Gemma’s research is helping advance diagnosis techniques for the baby brain injury known as Hypoxic Ischemic Encephalopathy (HIE), a type of brain damage which occurs when a baby’s brain doesn’t receive enough oxygenated blood.
Due to the nature of the disease, it requires immediate medical attention including an MRI scan. However, the MRI can’t be performed until the infant is a week old, leaving a large window of time for the babies’ condition to worsen.
All hope is not lost though thanks to CYRIL, a machine which is capable of using colour to identify oxygen and metabolic levels within the brain. This is enabled by the translucent property of our own body which allows red light to pass through and be absorbed by oxygenated blood cells and the enzyme responsible for using oxygen in our metabolism. This light then ‘bounces back’ for detection and is converted into measurable metabolic and oxygen levels in the brain.
The levels of these components is highly coupled with the severity of brain injury. Therefore, this research could lead to identification of brain injury before an MRI scan would occur, ultimately resulting in more rapid, specialised treatment for the infant.
So, a 50-year old prediction is finally making its way into medical technology. But what do the next 50 years hold for us? Artificial intelligence is likely to hold a lot of the answers we’re looking for.

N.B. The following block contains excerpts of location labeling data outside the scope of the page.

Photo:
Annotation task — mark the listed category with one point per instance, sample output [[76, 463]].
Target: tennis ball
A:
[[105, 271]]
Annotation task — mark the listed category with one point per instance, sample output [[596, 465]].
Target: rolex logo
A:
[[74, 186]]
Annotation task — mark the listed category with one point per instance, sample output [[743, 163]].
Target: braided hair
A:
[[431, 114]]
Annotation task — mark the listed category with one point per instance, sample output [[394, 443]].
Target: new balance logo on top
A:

While it might sound like scary stuff, artificial intelligence is far from it. It simply means the ability of a computer to perform a task that usually requires human intelligence. If you really boil it down, something as simple and commonplace as a calculator could be considered artificial intelligence. Not so scary now is it?
A pathologist at work (Picture: JBSA, Staff Sgt. Jerilyn Quintanilla)
As Darren Treanor, a consultant pathologist explained at The robot will see you now event: “Artificial intelligence is used in all aspects of computer science and in recent years it has become much better at doing what we can do.”
This improvement is largely thanks to new techniques of teaching computers. Rather than using standard algorithms we now use deep conditioning methods which require vast amounts of data but are far more effective.
The use of artificial intelligence within pathology is a growing field of research. Between 2009 and 2016 the number of people waiting for a diagnosis doubled and there simply aren’t enough pathologists to do the job. Whilst it’s unlikely artificial intelligence could replace the experts altogether, they could rapidly decrease wait times and improve accuracy of diagnosis.
An experiment surrounding the precision of pathologist’s diagnosis found that, when given unlimited time to detect tumours from samples of tissue, the experts were able to do so with at least 95% precision. However, when asked to complete the same task with only a minute per sample, the accuracy dropped dramatically to as low as 50%. Pathologists experience pressure just like this on a daily basis. The advantage of using artificial intelligence is that it doesn’t experience these same pressures but is still capable of achieving the same results.
The overriding consensus is this: a computer can make a diagnosis much faster than a human, and has the advantage of being unaffected by health, fatigue and emotional influences. But any work it does should always be monitored by an actual person.
Now that all sounds very reassuring, but what about the dangers of artificial intelligence getting it wrong? Not to worry: pathologists, software engineers and artificial intelligence experts alike agree that this technology should not be used alone. In its current state it’s a method of increasing rates of diagnosis.
Who knows what predictions we’ll be making in 50 years’ time, but for now improving diagnosis through innovative technology and artificial intelligence appears to be the path to take.